The senior plainclothes officer approached the rear passenger door, jerked it open, and looked inside. The man within glanced up with indifference, a touch of testiness, from the dossier he was reading.

“Marshal Kozlov?” the leather-coated KGB man asked.

“Yes.”

“Please dismount. Make no attempt at resistance. Order your soldiers to do the same. You are under arrest.”

The burly marshal muttered an order to his driver and bodyguard and climbed out. His breath frosted in the icy air. He wondered when he would breathe the crisp air of winter again. If he was afraid he gave no sign.

“If you have no authority for this, you will answer to the Politburo, Chekistl.” He used the contemptuous Russian word for a secret policeman.

“We act on the Politburo’s orders,” said the KGB man with satisfaction. He was a full colonel of the Second Chief Directorate. That was when the old marshal knew he had just run out of ammunition for the last time.

Two days later the Saudi security police quietly surrounded a modest private house in Riyadh in the deep darkness before dawn. Not quietly enough. One of them kicked over a tin can and a dog barked. A Yemeni house servant, already awake to brew the first strong dark coffee of the day, looked out and went to inform his master.

Colonel Easterhouse had been very well trained with the U.S. Airborne units. He also knew his Saudi Arabia, and that the threat of betrayal for a conspirator was never to be disregarded. His defenses were strong and always ready. By the time the great timber gate to his courtyard had come crashing down and his two Yemeni protectors had died for him, he had taken his own road to avoid the agonies he knew must await him. The security police heard the single shot as they raced up the stairs to the upper-floor living quarters.

They found him sprawled facedown in his study, an airy room furnished in exquisite Arab taste, his blood ruining a beautiful Kochan rug. The colonel in charge of the arrest group glanced around the room; his eye fell on a single Arabic word that formed the motif of a silk wall-hanging behind the desk. It said, Insh’Allah. If it is the will of Allah.

The following day Philip Kelly himself led the FBI team that surrounded the estate in the foothills outside Austin. Cyrus Miller received Kelly courteously and listened to the reading of his rights. When told he was under arrest he began to pray loudly and earnestly, calling down the divine vengeance of his personal Friend upon the idolaters and Antichrists who so clearly failed to comprehend the will of the Almighty as expressed through the actions of His chosen vessel.
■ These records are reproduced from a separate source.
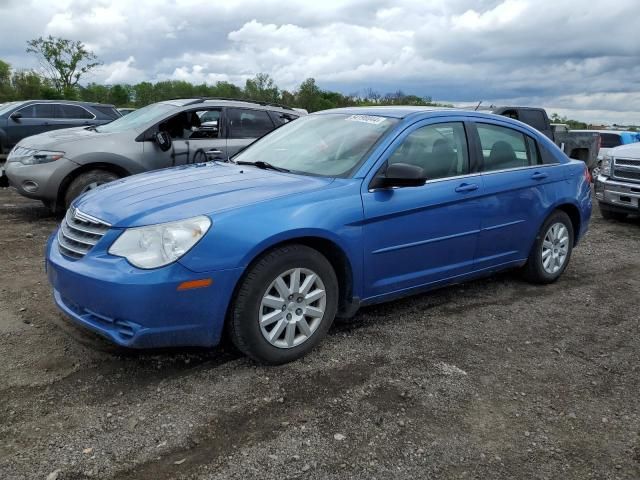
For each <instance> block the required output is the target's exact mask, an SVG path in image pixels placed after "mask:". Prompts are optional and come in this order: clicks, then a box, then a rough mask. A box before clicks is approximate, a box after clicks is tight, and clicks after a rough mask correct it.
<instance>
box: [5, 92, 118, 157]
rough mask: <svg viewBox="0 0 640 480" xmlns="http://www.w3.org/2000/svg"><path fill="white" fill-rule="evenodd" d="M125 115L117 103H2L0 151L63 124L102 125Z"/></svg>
mask: <svg viewBox="0 0 640 480" xmlns="http://www.w3.org/2000/svg"><path fill="white" fill-rule="evenodd" d="M121 116H122V115H120V113H119V112H118V110H116V108H115V107H114V106H113V105H104V104H100V103H88V102H71V101H66V100H23V101H19V102H9V103H4V104H2V105H0V154H2V153H8V152H9V150H11V148H13V146H14V145H15V144H16V143H18V142H19V141H20V140H22V139H23V138H25V137H30V136H31V135H37V134H38V133H43V132H47V131H49V130H57V129H59V128H69V127H79V126H82V125H102V124H105V123H109V122H111V121H113V120H115V119H116V118H120V117H121Z"/></svg>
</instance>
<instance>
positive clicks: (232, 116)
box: [227, 108, 275, 138]
mask: <svg viewBox="0 0 640 480" xmlns="http://www.w3.org/2000/svg"><path fill="white" fill-rule="evenodd" d="M227 114H228V117H229V122H228V124H229V138H259V137H262V136H263V135H265V134H267V133H269V132H270V131H271V130H273V129H274V128H275V126H274V125H273V122H272V121H271V119H270V118H269V114H268V113H267V112H266V111H265V110H250V109H237V108H230V109H229V110H227Z"/></svg>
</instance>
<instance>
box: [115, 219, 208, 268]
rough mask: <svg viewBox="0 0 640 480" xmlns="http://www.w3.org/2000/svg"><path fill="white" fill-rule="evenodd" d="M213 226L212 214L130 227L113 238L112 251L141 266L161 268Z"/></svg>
mask: <svg viewBox="0 0 640 480" xmlns="http://www.w3.org/2000/svg"><path fill="white" fill-rule="evenodd" d="M210 227H211V220H209V218H208V217H205V216H201V217H194V218H189V219H187V220H180V221H179V222H171V223H161V224H159V225H149V226H147V227H136V228H128V229H127V230H125V231H124V233H123V234H122V235H120V236H119V237H118V239H117V240H116V241H115V242H113V245H111V248H109V253H110V254H111V255H116V256H118V257H124V258H126V259H127V260H128V261H129V263H131V264H132V265H134V266H136V267H138V268H158V267H163V266H165V265H168V264H170V263H172V262H175V261H176V260H178V259H179V258H180V257H182V256H183V255H184V254H185V253H187V252H188V251H189V250H191V248H193V246H194V245H195V244H196V243H198V241H199V240H200V239H201V238H202V237H203V236H204V234H205V233H207V231H208V230H209V228H210Z"/></svg>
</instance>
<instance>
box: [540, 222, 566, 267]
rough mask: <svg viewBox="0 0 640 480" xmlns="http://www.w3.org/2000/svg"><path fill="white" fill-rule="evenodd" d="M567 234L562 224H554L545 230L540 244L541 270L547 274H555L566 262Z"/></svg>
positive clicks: (559, 223)
mask: <svg viewBox="0 0 640 480" xmlns="http://www.w3.org/2000/svg"><path fill="white" fill-rule="evenodd" d="M568 254H569V232H568V230H567V227H565V226H564V224H562V223H559V222H558V223H554V224H553V225H551V227H549V230H547V233H546V235H545V236H544V241H543V242H542V268H544V270H545V272H547V273H551V274H553V273H557V272H558V271H559V270H560V269H561V268H562V267H563V266H564V264H565V262H566V261H567V255H568Z"/></svg>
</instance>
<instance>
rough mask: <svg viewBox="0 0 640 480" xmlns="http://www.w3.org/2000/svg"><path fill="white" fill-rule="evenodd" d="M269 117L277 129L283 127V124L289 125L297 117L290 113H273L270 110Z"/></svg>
mask: <svg viewBox="0 0 640 480" xmlns="http://www.w3.org/2000/svg"><path fill="white" fill-rule="evenodd" d="M269 116H270V117H271V120H273V123H275V125H276V127H279V126H280V125H284V124H285V123H289V122H291V121H293V120H295V119H296V118H298V116H299V115H293V114H292V113H284V112H275V111H273V110H272V111H269Z"/></svg>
Kevin Brown was in charge of the team that took Melville Scanlon into custody almost at the same minute at his palatial home outside Houston. Different FBI teams visited Lionel Moir in Dallas, and sought to arrest Ben Salkind at Palo Alto and Peter Cobb at Pasadena. Whether by intuition or coincidence, Salkind had boarded a flight the previous day for Mexico City. Cobb was believed to be at his desk in his office at the hour scheduled for the arrest. In fact a head cold had detained him at home that morning. It was one of those chances that stultify the best-planned operations. Policemen and soldiers know them well. A loyal secretary phoned him as the FBI team sped to his private house. He rose from his bed, kissed his wife and children, and went into the garage that adjoined his house. The FBI men found him there twenty minutes later.

Four days later President John Cormack walked into the Cabinet Room and took his seat at the center of the table, the place reserved for the Chief Executive. His inner circle of Cabinet members and advisers was already in place, flanking him. They noticed that his back was straight, his head high, his eyes clear.

Across the table were ranged Lee Alexander and David Weintraub of the CIA, beside Don Edmonds, Philip Kelly, and Kevin Brown from the FBI. John Cormack nodded to them as he took his seat.

“Your reports, if you please, gentlemen.”

Kevin Brown spoke first, at a glance from his Director.